Thanks for that info

No, it’s more than that. I’m gonna go live so I’ll see. Just really weird, these networks are so automated, so many algos.

Surgetrader…You’ve got to be kidding

Phucking hell

Yea the ad should be a red flag. Beach, money, chilling, girl. Uh what about the trading?

This can’t be happening because futures are exchange centralized.
One contract bought = one contract sold and all can be checked in logs.

It’s not like CFDs where we can buy without a seller (it’s just a ledger entry made by the broker).

I believe, though, that demos are prepared to consider the order size and level 2 at the moment of the demo execution. That’s what you’re observing.

So far from the limited time I’ve been on the feed I think it does effect price, but it’s more of a liquidity and pricing response. From what I’ve experienced on the demo I honestly believe the network is recognizing the demo executions and does not distinguish between the two. The only difference obviously is at the back office level with the one being funded. This is also taking into account these are contracts so the price action is a bit more segmented…something even a beginner can see in the charts.

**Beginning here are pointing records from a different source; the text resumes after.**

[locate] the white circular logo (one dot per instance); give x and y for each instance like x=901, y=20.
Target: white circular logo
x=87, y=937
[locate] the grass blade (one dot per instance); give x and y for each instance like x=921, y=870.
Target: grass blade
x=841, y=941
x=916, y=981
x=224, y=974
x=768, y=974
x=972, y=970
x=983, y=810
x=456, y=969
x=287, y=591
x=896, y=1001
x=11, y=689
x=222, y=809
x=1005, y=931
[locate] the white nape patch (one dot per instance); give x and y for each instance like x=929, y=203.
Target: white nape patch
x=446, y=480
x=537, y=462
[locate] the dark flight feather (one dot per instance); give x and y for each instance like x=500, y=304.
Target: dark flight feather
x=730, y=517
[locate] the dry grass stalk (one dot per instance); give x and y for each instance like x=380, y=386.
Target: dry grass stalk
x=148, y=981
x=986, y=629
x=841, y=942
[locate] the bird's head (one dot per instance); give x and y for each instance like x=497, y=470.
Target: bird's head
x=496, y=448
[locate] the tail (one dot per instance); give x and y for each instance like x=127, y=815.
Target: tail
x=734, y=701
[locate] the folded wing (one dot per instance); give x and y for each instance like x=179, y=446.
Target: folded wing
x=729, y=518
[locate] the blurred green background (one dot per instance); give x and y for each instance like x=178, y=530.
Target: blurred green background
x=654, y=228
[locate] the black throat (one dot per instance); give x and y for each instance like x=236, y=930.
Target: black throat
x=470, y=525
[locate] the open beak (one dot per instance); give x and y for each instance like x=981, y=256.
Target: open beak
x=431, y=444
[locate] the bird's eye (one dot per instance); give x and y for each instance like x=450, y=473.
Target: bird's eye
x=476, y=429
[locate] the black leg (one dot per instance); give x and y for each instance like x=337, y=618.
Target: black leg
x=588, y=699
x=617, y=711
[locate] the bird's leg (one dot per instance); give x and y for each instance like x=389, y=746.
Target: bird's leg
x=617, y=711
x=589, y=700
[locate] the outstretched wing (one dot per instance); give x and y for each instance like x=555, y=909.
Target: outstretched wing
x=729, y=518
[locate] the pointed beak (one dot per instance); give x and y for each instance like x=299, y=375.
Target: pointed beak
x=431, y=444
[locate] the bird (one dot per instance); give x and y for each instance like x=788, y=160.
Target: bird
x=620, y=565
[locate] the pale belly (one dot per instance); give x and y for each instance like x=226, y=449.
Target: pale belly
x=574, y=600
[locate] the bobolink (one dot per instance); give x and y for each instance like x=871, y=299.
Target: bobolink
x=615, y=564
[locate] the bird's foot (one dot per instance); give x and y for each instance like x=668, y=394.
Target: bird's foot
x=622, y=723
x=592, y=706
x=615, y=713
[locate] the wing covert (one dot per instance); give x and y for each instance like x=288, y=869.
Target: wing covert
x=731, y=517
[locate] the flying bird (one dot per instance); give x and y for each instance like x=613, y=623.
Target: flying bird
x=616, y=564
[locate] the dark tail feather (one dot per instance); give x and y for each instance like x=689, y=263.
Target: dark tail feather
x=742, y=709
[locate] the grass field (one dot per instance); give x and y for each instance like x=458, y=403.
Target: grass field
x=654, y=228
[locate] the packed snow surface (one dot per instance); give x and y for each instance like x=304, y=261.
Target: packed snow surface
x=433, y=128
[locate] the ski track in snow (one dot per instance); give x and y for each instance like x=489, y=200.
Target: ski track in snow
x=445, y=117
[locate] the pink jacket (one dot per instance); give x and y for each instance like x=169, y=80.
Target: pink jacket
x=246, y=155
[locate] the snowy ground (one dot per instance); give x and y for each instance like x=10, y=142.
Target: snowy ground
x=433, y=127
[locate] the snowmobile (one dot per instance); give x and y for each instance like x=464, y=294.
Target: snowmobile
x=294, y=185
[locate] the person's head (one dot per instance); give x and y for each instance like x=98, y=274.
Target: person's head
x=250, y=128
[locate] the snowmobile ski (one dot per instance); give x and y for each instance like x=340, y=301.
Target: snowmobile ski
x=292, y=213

Put it this way, for now, I can’t pick up any difference in the price reaction between demo and live executions.

I’ve become extremely acute after fighting the off-shore algos for such a long time.

Went live and there’s an immediate relief, but that’s how it started with each of the FX off-shores. If things stay this way I recommend all you guys dump the off-shores and never touch them again.

We’ll see after I put up some serious numbers in few months. I’ll definitely pick up any changes.

Enjoy your journey, wishing you the best.